The figures are constantly fluctuating. Another update, another number, every few hours. At least 1,430 people had died as a result of twin earthquakes that occurred in Venezuela on Wednesday night, less than a minute apart, with magnitudes of 7.2 and 7.5, while the majority of families were at home celebrating a national holiday, according to top lawmaker Jorge Rodríguez on Saturday. More than 3,238 injuries were reported. According to Rodríguez, it was “the most disastrous event this republic has suffered in the last 123 years.” When you look at the before and after satellite photos of Macuto, a seaside city where the Hotel Eduard, once a famous waterfront structure, is now a field of grey rubble, that kind of statement seems different.
Earthquakes that occur on holidays are especially cruel. People congregated. families in unison. buildings that are more crowded than normal. In the state of La Guaira, entire high-rise buildings in Caraballeda that appeared normal and unremarkable against the coastline in photos taken only a few days prior were reduced to flat debris. They are no longer there. Death tolls, for some reason, never fully capture the scope of the devastation, but the photos that Planet Labs released on Saturday did.
Aftershocks and a lack of heavy equipment have caused rescue teams to struggle, making every hour more hazardous and slower than it should be. As of Saturday, the 72-hour window—that somber threshold in disaster response when survival odds drastically decline—was rapidly coming to an end. Speaking to BBC Mundo, one family claimed they could still hear their loved one moaning beneath the rubble. A groan beneath collapsed concrete in the dark conveys more about the experience of this disaster on the ground than any official briefing could.

There were also times when I felt relieved. A newborn baby was rescued alive from the debris; this is the kind of rescue that goes viral on social media and has an emotional impact that is difficult to dispute. Delcy Rodríguez, the acting president, expressed optimism that more survivors would be discovered. Hope might be justified. In worse situations, rescuers have previously pulled people out. However, hope coexists with a great deal of suffering in a catastrophe of this magnitude.
Decades of neglect and economic collapse have worn down Venezuela’s healthcare system, which is now up against a test for which it was unprepared. Residents in the impacted areas have become clearly irritated, not only with the disaster itself but also with what seems to be a sluggish, disjointed response, as hospitals struggle to care for the thousands of injured. There is a feeling that the grief is being made worse by logistics, bureaucracy, and the weariness of a nation that was already overburdened prior to the initial earthquake.

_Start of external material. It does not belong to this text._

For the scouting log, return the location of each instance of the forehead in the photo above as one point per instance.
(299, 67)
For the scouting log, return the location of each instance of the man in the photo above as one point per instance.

Assistance from abroad has been coming in. On Saturday, a runway at Simón Bolívar International Airport, which is close to Caracas, was reopened, removing a bottleneck that had slowed the aid flow. Members of France’s Civil Security Training and Intervention Regiment were dispatched. Specialized search and rescue teams and supplies were sent by the US and other countries. Whether the amount of international aid will be sufficient to meet the extent of the need is still up for debate.
Beneath the political statements and the logistics, there is something more difficult to comprehend. Families are waiting. Rescuers are paying attention. The particular, subdued tension of ignorance. Before Wednesday night, Venezuela was already experiencing severe hardship. It is currently navigating this as well as all of that.